More pointedly, Ms. Spanberger said Mr. Biden must not forget that, for many voters, his mandate was quite limited: to remove former President Donald J. Trump from their television screens and to make American life ordinary again.

“Nobody elected him to be F.D.R., they elected him to be normal and stop the chaos,” she said, alluding to the sweeping agenda the president is seeking to enact with the thinnest of legislative majorities.

Ally Mutnick and Elena Schneider at Politico:

“This is 2009 all over again,” said former Rep. Steve Israel, the New York Democrat who led the Democratic Congressional Campaign Committee right after the disastrous 2010 election, when Democrats lost more than 60 House seats. “The only benefit they have now over 2009 is knowing just how bad it can get.”

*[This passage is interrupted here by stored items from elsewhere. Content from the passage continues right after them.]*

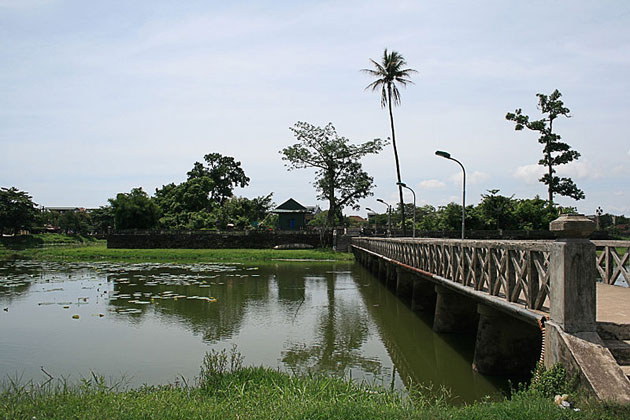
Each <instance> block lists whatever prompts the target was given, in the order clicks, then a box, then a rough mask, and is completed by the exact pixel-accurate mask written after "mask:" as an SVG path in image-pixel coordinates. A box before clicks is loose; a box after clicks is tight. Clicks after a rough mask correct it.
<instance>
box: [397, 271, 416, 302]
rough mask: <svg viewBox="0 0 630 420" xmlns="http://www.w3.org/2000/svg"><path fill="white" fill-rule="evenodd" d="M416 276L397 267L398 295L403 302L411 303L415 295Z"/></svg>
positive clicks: (397, 286)
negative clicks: (402, 300)
mask: <svg viewBox="0 0 630 420" xmlns="http://www.w3.org/2000/svg"><path fill="white" fill-rule="evenodd" d="M414 277H415V275H414V274H413V273H410V272H409V271H407V270H405V269H404V268H401V267H396V295H398V296H399V297H400V298H401V299H402V300H406V301H410V300H411V298H412V295H413V278H414Z"/></svg>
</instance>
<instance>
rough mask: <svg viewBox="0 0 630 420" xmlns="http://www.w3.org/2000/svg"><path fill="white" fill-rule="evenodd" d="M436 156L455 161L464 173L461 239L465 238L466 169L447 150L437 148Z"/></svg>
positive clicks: (465, 226)
mask: <svg viewBox="0 0 630 420" xmlns="http://www.w3.org/2000/svg"><path fill="white" fill-rule="evenodd" d="M435 154H436V155H437V156H440V157H443V158H444V159H449V160H452V161H454V162H457V164H458V165H459V166H461V168H462V172H463V173H464V177H463V182H462V239H465V238H466V233H465V232H466V224H465V223H466V222H465V220H466V169H464V165H462V163H461V162H460V161H458V160H457V159H454V158H452V157H451V154H450V153H448V152H444V151H442V150H438V151H436V152H435Z"/></svg>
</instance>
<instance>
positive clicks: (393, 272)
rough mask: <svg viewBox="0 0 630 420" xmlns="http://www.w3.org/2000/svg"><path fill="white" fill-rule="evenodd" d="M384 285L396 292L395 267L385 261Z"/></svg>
mask: <svg viewBox="0 0 630 420" xmlns="http://www.w3.org/2000/svg"><path fill="white" fill-rule="evenodd" d="M385 267H386V270H385V285H386V286H387V287H388V288H389V289H390V290H393V291H394V292H395V291H396V266H395V265H394V264H392V263H390V262H388V261H385Z"/></svg>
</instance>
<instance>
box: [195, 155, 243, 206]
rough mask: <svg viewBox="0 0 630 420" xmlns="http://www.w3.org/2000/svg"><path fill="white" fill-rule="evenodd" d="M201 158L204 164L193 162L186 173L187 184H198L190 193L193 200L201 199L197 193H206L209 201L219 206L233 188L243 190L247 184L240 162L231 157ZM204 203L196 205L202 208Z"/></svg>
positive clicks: (216, 156) (202, 201)
mask: <svg viewBox="0 0 630 420" xmlns="http://www.w3.org/2000/svg"><path fill="white" fill-rule="evenodd" d="M203 158H204V161H205V164H203V163H200V162H195V164H194V166H193V168H192V169H191V170H190V172H188V181H187V182H191V181H198V182H199V183H198V185H197V188H198V191H193V192H192V195H193V198H196V199H199V198H201V197H200V194H199V192H202V193H203V192H206V191H208V192H209V194H210V196H209V200H210V201H211V202H213V203H216V204H218V205H219V206H221V205H223V203H224V202H225V200H227V199H228V198H230V197H231V196H232V192H233V191H234V188H236V187H241V188H243V187H245V186H246V185H248V184H249V178H248V177H247V176H246V175H245V171H243V169H242V168H241V162H237V161H236V160H234V158H233V157H231V156H223V155H221V154H219V153H209V154H207V155H205V156H204V157H203ZM206 197H207V194H206ZM205 203H206V202H205V200H200V202H199V203H197V204H199V205H202V206H203V205H204V204H205ZM202 208H207V207H202ZM197 210H200V208H199V209H197ZM193 211H194V210H193Z"/></svg>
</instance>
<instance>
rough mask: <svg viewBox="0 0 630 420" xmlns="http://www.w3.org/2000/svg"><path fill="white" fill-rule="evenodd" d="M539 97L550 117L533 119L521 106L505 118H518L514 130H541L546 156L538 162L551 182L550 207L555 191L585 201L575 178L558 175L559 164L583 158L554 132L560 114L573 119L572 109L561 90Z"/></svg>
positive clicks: (542, 106) (538, 161)
mask: <svg viewBox="0 0 630 420" xmlns="http://www.w3.org/2000/svg"><path fill="white" fill-rule="evenodd" d="M536 96H538V108H539V109H540V111H541V112H542V114H543V115H545V114H546V115H547V116H546V117H544V118H542V119H540V120H536V121H530V120H529V116H527V115H524V114H523V112H522V110H521V109H520V108H519V109H517V110H516V111H514V112H508V113H507V114H506V115H505V119H507V120H508V121H514V122H515V123H516V125H515V127H514V129H515V130H517V131H518V130H522V129H523V128H528V129H530V130H532V131H538V132H539V133H540V137H539V138H538V143H540V144H542V145H543V146H544V147H543V158H542V159H540V160H539V161H538V164H539V165H541V166H545V167H546V168H547V173H546V174H545V175H544V176H543V177H542V178H540V179H539V181H540V182H542V183H543V184H545V185H547V191H548V194H549V202H548V203H549V206H552V205H553V196H554V194H560V195H562V196H566V197H571V198H573V199H575V200H581V199H583V198H584V197H585V195H584V192H583V191H582V190H580V189H579V188H578V187H577V185H575V183H574V182H573V180H572V179H571V178H560V177H559V176H557V175H555V173H556V169H555V167H557V166H558V165H564V164H566V163H569V162H572V161H574V160H577V159H578V158H579V157H580V154H579V153H578V152H577V151H575V150H571V146H569V145H568V144H567V143H564V142H561V141H560V139H561V137H560V136H559V135H558V134H555V133H554V132H553V122H554V120H555V119H556V118H558V117H559V116H564V117H567V118H569V112H570V111H569V108H566V107H565V106H564V103H563V102H562V100H560V97H561V96H562V94H561V93H560V92H559V91H558V90H557V89H556V90H554V91H553V93H552V94H551V95H549V96H547V95H544V94H542V93H537V94H536Z"/></svg>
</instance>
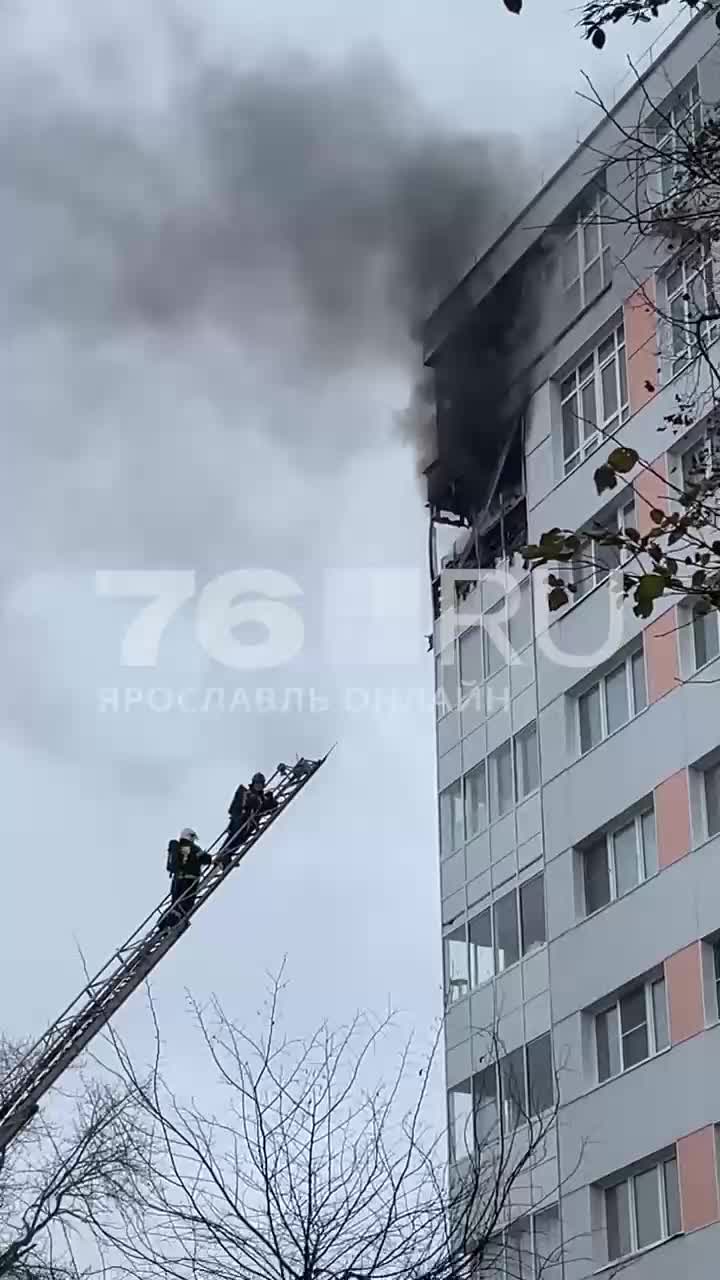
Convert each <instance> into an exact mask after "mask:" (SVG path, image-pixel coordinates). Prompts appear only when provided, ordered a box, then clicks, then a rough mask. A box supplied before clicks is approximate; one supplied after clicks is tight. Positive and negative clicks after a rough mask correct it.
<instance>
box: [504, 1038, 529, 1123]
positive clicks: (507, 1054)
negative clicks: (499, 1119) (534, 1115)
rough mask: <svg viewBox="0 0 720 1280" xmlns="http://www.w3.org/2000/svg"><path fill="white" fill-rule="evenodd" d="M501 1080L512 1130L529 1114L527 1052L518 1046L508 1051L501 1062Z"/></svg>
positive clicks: (507, 1120) (508, 1120) (509, 1122)
mask: <svg viewBox="0 0 720 1280" xmlns="http://www.w3.org/2000/svg"><path fill="white" fill-rule="evenodd" d="M500 1080H501V1088H502V1103H503V1110H505V1123H506V1125H507V1128H509V1129H510V1132H512V1130H514V1129H516V1128H518V1125H520V1124H523V1121H524V1120H525V1117H527V1114H528V1103H527V1100H525V1052H524V1050H523V1048H516V1050H514V1051H512V1053H507V1056H506V1057H503V1059H502V1061H501V1064H500Z"/></svg>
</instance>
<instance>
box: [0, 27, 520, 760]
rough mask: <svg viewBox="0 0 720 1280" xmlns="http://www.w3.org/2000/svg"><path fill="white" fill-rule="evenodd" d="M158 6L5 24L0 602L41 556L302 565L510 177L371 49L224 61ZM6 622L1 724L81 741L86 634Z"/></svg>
mask: <svg viewBox="0 0 720 1280" xmlns="http://www.w3.org/2000/svg"><path fill="white" fill-rule="evenodd" d="M88 12H90V10H88ZM168 12H169V10H168V9H167V8H165V9H164V10H160V14H164V17H160V15H158V14H155V15H154V17H151V15H150V14H149V13H147V12H145V10H142V9H141V8H140V6H138V13H137V14H136V19H135V22H131V20H129V19H128V22H127V24H126V27H124V28H122V29H119V31H117V32H115V33H114V35H113V36H111V37H104V38H102V40H97V38H96V37H95V36H94V35H92V28H91V27H88V28H87V29H86V26H87V17H88V13H86V12H85V9H83V6H81V8H79V9H78V17H77V18H74V9H73V10H72V13H70V9H68V14H70V17H69V19H68V22H69V29H70V31H72V38H70V40H69V41H68V40H65V41H64V42H63V41H58V40H56V38H54V37H49V36H47V37H46V36H45V35H44V33H42V32H41V33H40V36H38V33H37V31H36V32H33V38H32V40H31V38H29V37H28V32H27V29H26V27H23V20H24V19H23V18H22V15H19V9H18V13H17V14H14V15H10V18H9V19H8V27H6V31H5V36H4V44H3V50H0V163H1V165H3V174H4V182H3V188H1V191H0V224H1V225H3V233H4V234H3V248H4V273H3V274H4V288H3V301H1V303H0V330H1V337H3V351H1V353H0V364H1V376H3V397H4V419H5V421H6V422H8V424H12V426H13V444H12V456H10V457H9V460H8V465H6V466H4V470H3V475H1V477H0V500H3V504H4V511H5V518H6V524H8V525H9V526H10V527H13V529H14V539H13V541H12V543H10V541H5V543H4V545H3V547H1V548H0V586H3V588H4V590H5V595H6V599H8V593H9V591H10V589H12V588H13V585H14V584H17V582H18V581H19V580H22V577H23V575H26V576H27V575H29V573H33V572H36V571H37V570H38V568H40V570H46V568H56V567H58V568H60V570H61V571H63V572H73V571H76V570H77V571H82V572H86V571H87V570H95V568H97V567H101V568H105V567H110V566H113V564H118V566H120V567H127V566H136V567H138V568H140V567H142V566H143V564H149V566H150V567H156V566H159V564H161V566H173V564H177V566H179V567H182V568H184V567H187V566H192V567H193V568H196V571H197V572H199V573H201V572H202V571H205V572H206V573H208V575H211V573H217V572H219V571H220V570H222V568H224V567H228V562H229V564H231V566H234V564H238V563H260V564H272V563H273V562H274V563H277V564H278V567H281V568H283V571H286V572H288V573H291V575H292V573H293V572H295V571H297V572H300V571H302V572H305V573H307V572H314V571H315V568H318V567H319V564H320V563H323V561H322V557H324V556H325V554H327V525H328V518H332V517H328V509H332V500H333V498H334V493H336V490H337V492H340V490H338V486H337V484H336V477H338V476H341V475H342V474H343V470H345V468H346V467H347V465H348V460H351V458H352V457H354V456H356V454H361V453H363V451H368V449H379V448H387V443H388V439H391V438H392V435H393V433H395V434H397V428H396V421H395V417H396V415H395V413H393V411H392V410H391V408H389V407H388V404H387V397H386V394H384V390H382V389H380V388H384V387H387V384H388V380H389V381H392V383H393V385H396V384H397V383H398V381H400V383H401V384H402V385H404V388H405V398H406V401H407V399H409V401H410V404H411V408H410V411H409V413H406V415H405V420H404V430H405V431H407V430H410V431H411V434H413V436H414V438H415V439H418V440H419V439H420V436H421V431H420V428H421V421H423V416H424V413H425V411H427V402H425V401H424V398H423V394H420V393H419V392H420V385H421V384H420V381H419V380H418V375H419V370H420V367H421V362H420V355H419V344H418V333H419V328H420V325H421V323H423V320H424V317H425V315H427V312H428V310H429V308H430V307H432V306H434V305H436V303H437V301H438V300H439V298H441V297H442V294H443V293H445V292H446V291H447V289H448V288H450V287H451V285H452V283H454V282H455V279H456V278H457V276H459V274H460V273H462V271H464V270H465V269H466V268H468V266H469V265H470V262H471V261H473V259H474V257H475V255H477V252H478V251H479V250H480V247H483V244H484V243H486V242H487V239H488V237H491V236H492V233H493V230H495V229H496V227H497V225H498V221H501V220H502V218H503V215H505V212H506V209H507V206H509V204H510V202H512V201H515V200H516V198H518V189H519V187H520V186H521V183H523V182H524V180H525V173H524V165H523V159H521V150H520V146H519V143H516V142H514V141H512V140H509V138H506V137H498V136H495V134H488V136H487V137H474V136H464V134H459V133H457V132H454V131H452V129H450V128H448V127H447V125H445V124H443V123H442V122H441V120H438V119H436V118H434V116H433V114H432V113H430V111H429V110H428V109H427V108H425V106H424V104H423V102H421V101H420V100H419V99H418V96H416V95H415V93H414V92H413V91H411V90H409V87H407V86H406V84H405V83H404V82H402V79H401V78H400V77H398V76H397V74H396V72H395V70H393V68H392V67H391V65H388V64H387V61H384V60H383V59H382V58H379V56H374V55H373V56H370V55H361V56H360V55H359V56H355V58H351V59H347V60H342V61H338V63H336V64H329V63H322V61H319V60H314V59H311V58H309V56H305V55H291V54H287V55H283V56H282V58H281V56H278V58H277V59H274V60H273V61H265V63H264V64H263V65H255V67H246V65H241V64H240V63H238V61H236V60H234V59H233V55H231V54H223V55H218V52H217V51H211V45H210V41H209V40H208V38H205V35H206V33H205V28H204V26H202V22H199V23H196V24H195V26H192V27H190V28H188V27H187V26H179V24H178V23H177V22H174V20H170V19H169V18H168V17H167V15H168ZM414 388H415V393H414V392H413V389H414ZM372 497H373V495H372V494H368V502H370V499H372ZM323 504H325V506H327V508H328V509H325V511H323ZM91 603H92V602H90V603H88V602H87V600H86V602H85V604H82V602H81V604H78V611H81V612H82V608H85V607H87V608H90V605H91ZM15 613H17V611H15ZM15 613H14V614H13V616H12V617H10V614H9V613H8V609H6V611H5V618H4V626H5V635H4V637H3V650H4V654H5V667H6V677H8V678H6V681H5V684H6V687H8V689H10V690H12V694H10V692H6V694H5V695H4V703H3V710H4V714H5V717H6V718H8V719H12V721H13V722H14V723H20V724H22V726H23V730H24V731H26V732H27V733H28V735H31V737H32V739H33V741H36V742H49V741H53V742H58V744H61V742H63V741H64V742H65V745H67V744H68V742H69V740H70V735H69V730H68V726H69V724H70V726H72V736H73V746H74V742H76V737H77V739H78V744H77V750H78V751H79V750H81V748H82V740H83V735H82V732H81V730H79V728H78V721H77V714H74V708H77V705H78V684H79V685H81V686H82V682H83V680H87V672H88V671H91V669H92V663H94V660H96V655H97V648H99V643H97V640H96V639H95V640H94V632H92V628H90V631H88V630H87V628H86V632H83V635H82V643H79V641H78V639H77V636H74V635H72V636H64V637H61V639H60V637H59V636H58V635H56V634H54V632H53V630H51V628H50V627H47V632H46V634H45V635H41V636H40V639H38V636H37V630H36V631H35V632H33V640H32V643H31V641H29V639H28V635H29V628H32V627H33V626H36V623H35V622H32V621H28V620H27V617H23V618H20V620H19V621H18V617H17V616H15ZM65 617H68V618H69V612H68V611H67V609H65V611H64V616H63V623H64V621H65ZM68 625H69V623H68ZM8 628H10V630H9V631H8ZM113 645H114V646H113V654H117V636H115V637H114V641H113ZM78 654H79V655H81V657H79V658H78ZM114 660H117V659H114ZM81 668H82V669H81ZM70 671H72V672H73V675H72V676H70V675H69V672H70ZM296 678H297V677H296ZM44 681H45V684H44ZM49 685H51V689H49V687H47V686H49ZM65 689H67V691H65ZM92 724H94V726H96V722H95V721H92ZM59 749H60V748H59ZM68 749H69V748H68Z"/></svg>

Democrats’ House majority — and their path to the White House in 2020 — was built in large part on suburban, college-educated voters who spurned former President Donald Trump. But Virginia Gov.-elect Glenn Youngkin’s inroads with them — carving deep into the northern Virginia counties where Democratic dominance in the last governor’s race foretold the 2018 “blue wave” — proves Democrats’ support in those suburbs is soft. That's especially true as Biden and congressional Democrats struggle to clinch a deal on their social spending packages and Republicans double down on culture war campaigns.

Alayna Treene at Axios:

The entire Republican ecosystem has been hitting the same five issues since the start of 2021.
  1. Inflation/the rising cost of living.
  2. Immigration/border security.
  3. Crime/calls to defund the police.
  4. President Biden's handling of Afghanistan.
  5. Teachers' unions/ school mask mandates.